W 2009 r. do Łagowa został zaproszony redaktor Adam Sikorski ze swoją ekipą telewizyjnego programu „Było nie minęło”. Potwierdził w nim prawdziwą wersję śmierci lotnika oraz zwrócił uwagę na zły stan techniczny stojącego w ziemi krzyża z samolotowego dźwigara. Przyrzekł wójtowi Marianowi Kusiowi, że pomoże w znalezieniu fachowców do jego odnowy. Słowa dotrzymał na jego apel zgłosił się z Warszawy pilot wojskowy a później samolotów pasażerskich Wojciech Tomaszewski. Ten krzyż bardzo go zaskoczył bo jak stwierdził takie naturalne pamiątki rzadko znajdują się na cmentarzach. Po wykopaniu okazało się, że jest nieco krótszy o część która zgniła w ziemi. Po uzgodnione z wójtem i księdzem zabrał krzyż do Warszawy a na grobie zostawił informację, że wróci po remoncie. Nie zatrzymało to jednak plotek, że nie przywiozą go z powrotem do Łagowa. Po kilku miesiącach okazało się że odnowiony krzyż wrócił, ale nie został już zakopany w ziemi. Ustawiono go na pomniku z lotniczą szachownicą z jednym ułamanym polem. Wykonaniem tego nagrobka według projektu Wojciecha Tomaszewskiego, zajęła się gmina.

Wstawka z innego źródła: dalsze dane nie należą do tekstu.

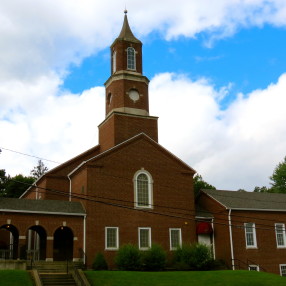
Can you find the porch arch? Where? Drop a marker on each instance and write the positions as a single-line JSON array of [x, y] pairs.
[[63, 244], [9, 241], [36, 243]]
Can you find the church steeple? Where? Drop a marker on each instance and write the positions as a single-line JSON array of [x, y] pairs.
[[127, 99], [126, 33], [127, 88]]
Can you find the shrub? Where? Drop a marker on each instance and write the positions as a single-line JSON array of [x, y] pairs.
[[128, 258], [99, 262], [201, 256], [181, 257], [194, 257], [154, 259]]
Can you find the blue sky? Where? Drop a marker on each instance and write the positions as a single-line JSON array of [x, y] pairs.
[[251, 59], [217, 73]]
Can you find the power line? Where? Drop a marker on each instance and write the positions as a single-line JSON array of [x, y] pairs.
[[28, 155], [95, 199]]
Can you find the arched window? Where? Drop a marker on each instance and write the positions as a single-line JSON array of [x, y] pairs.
[[114, 62], [143, 189], [131, 60]]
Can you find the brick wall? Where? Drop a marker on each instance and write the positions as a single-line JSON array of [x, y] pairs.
[[110, 181]]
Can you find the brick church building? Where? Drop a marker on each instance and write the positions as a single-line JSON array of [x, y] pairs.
[[127, 189], [130, 189]]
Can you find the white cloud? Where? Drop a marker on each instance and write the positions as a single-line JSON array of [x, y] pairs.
[[238, 147], [234, 148], [42, 37]]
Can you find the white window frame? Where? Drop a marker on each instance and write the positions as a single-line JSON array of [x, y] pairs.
[[180, 237], [282, 271], [131, 58], [253, 266], [117, 238], [149, 238], [253, 235], [281, 234], [149, 205]]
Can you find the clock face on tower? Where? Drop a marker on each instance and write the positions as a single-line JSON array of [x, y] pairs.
[[133, 95]]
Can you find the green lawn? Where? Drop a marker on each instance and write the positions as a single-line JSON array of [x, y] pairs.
[[184, 278], [15, 278]]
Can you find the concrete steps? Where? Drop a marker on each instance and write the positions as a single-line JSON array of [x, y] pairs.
[[57, 273], [58, 279]]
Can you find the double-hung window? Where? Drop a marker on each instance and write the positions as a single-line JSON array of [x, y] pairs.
[[114, 62], [283, 270], [253, 267], [131, 58], [111, 238], [144, 234], [280, 234], [250, 235], [175, 238]]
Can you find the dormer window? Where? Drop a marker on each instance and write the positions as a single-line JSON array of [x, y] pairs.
[[131, 60], [114, 62]]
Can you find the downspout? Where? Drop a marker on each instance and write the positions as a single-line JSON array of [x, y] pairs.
[[37, 195], [213, 239], [84, 238], [230, 238], [70, 188]]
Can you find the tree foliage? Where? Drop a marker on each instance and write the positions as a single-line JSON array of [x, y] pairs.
[[17, 185], [14, 187], [200, 184], [39, 170], [278, 180]]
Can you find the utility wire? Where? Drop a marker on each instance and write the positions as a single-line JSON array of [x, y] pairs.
[[28, 155], [170, 214]]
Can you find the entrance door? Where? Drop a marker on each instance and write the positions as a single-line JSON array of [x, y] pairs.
[[63, 244], [36, 243], [9, 239]]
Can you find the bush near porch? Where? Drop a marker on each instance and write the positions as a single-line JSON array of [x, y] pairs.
[[15, 278], [184, 278]]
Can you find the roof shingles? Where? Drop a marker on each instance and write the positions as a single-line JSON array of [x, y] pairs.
[[249, 200], [41, 206]]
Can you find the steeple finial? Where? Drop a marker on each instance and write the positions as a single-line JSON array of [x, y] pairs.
[[126, 33]]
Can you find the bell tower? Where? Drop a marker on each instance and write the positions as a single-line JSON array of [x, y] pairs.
[[126, 93]]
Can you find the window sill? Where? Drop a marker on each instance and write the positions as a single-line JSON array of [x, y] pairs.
[[143, 207]]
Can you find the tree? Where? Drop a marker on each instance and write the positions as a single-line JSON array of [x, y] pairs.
[[39, 170], [200, 184], [278, 178], [3, 182], [16, 186]]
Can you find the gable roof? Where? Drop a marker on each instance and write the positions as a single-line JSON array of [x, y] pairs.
[[65, 167], [130, 141], [248, 200], [41, 206]]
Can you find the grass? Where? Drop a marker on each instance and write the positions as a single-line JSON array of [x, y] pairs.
[[184, 278], [15, 278]]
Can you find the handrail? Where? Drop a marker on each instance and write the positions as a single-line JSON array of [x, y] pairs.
[[254, 263], [79, 277], [6, 254]]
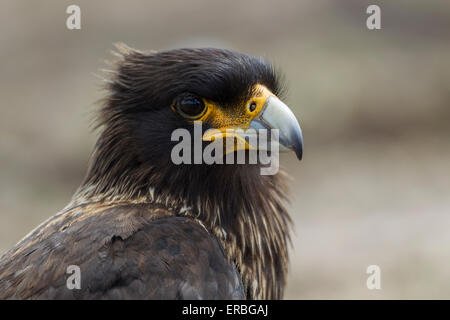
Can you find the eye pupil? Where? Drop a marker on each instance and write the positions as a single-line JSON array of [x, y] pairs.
[[191, 107]]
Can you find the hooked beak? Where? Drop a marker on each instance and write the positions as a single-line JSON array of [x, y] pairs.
[[277, 115]]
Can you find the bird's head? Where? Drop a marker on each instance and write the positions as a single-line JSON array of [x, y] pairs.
[[153, 94]]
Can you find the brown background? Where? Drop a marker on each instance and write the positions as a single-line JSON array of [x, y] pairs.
[[373, 187]]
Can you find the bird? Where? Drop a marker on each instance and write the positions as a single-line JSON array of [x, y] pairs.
[[142, 227]]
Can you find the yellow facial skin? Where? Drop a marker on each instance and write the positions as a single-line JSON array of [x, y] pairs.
[[227, 121]]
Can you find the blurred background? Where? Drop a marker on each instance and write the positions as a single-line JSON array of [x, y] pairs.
[[374, 185]]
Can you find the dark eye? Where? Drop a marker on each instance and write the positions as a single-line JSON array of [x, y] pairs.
[[191, 107]]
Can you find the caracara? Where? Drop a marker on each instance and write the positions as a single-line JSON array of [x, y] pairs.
[[143, 227]]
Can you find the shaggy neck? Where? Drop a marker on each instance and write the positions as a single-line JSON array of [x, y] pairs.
[[243, 209]]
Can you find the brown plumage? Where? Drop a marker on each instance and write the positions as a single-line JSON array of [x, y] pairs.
[[140, 227]]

20 września 2010 roku przed powiększonym grobem do którego przeniesiono szczątki nieznanego sapera poległego w 1945 r. odbyła się uroczystość ponownego odsłonięcia krzyża.

DSC03459

Tego samego dnia imię lotnika jako swego patrona przyjęło gimnazjum w Wólce Zamojskiej. Szkoła też ma od tego dnia nowy sztandar.DSC01963 DSC01965

Obie imprezy zgromadziły bardzo dużo ludzi, były poczty sztandarowe, kompania reprezentacyjna wojska, harcerze. Byli także z Adamem Sikorskim twórcy programu Było nie minęło oraz odnowicieli krzyża i projektant pomnika Wojciech Tomaszewski. Był także krewny Tadeusza Sędzielowskiego emerytowany lekarz z Milanówka Wojciech Żuławski.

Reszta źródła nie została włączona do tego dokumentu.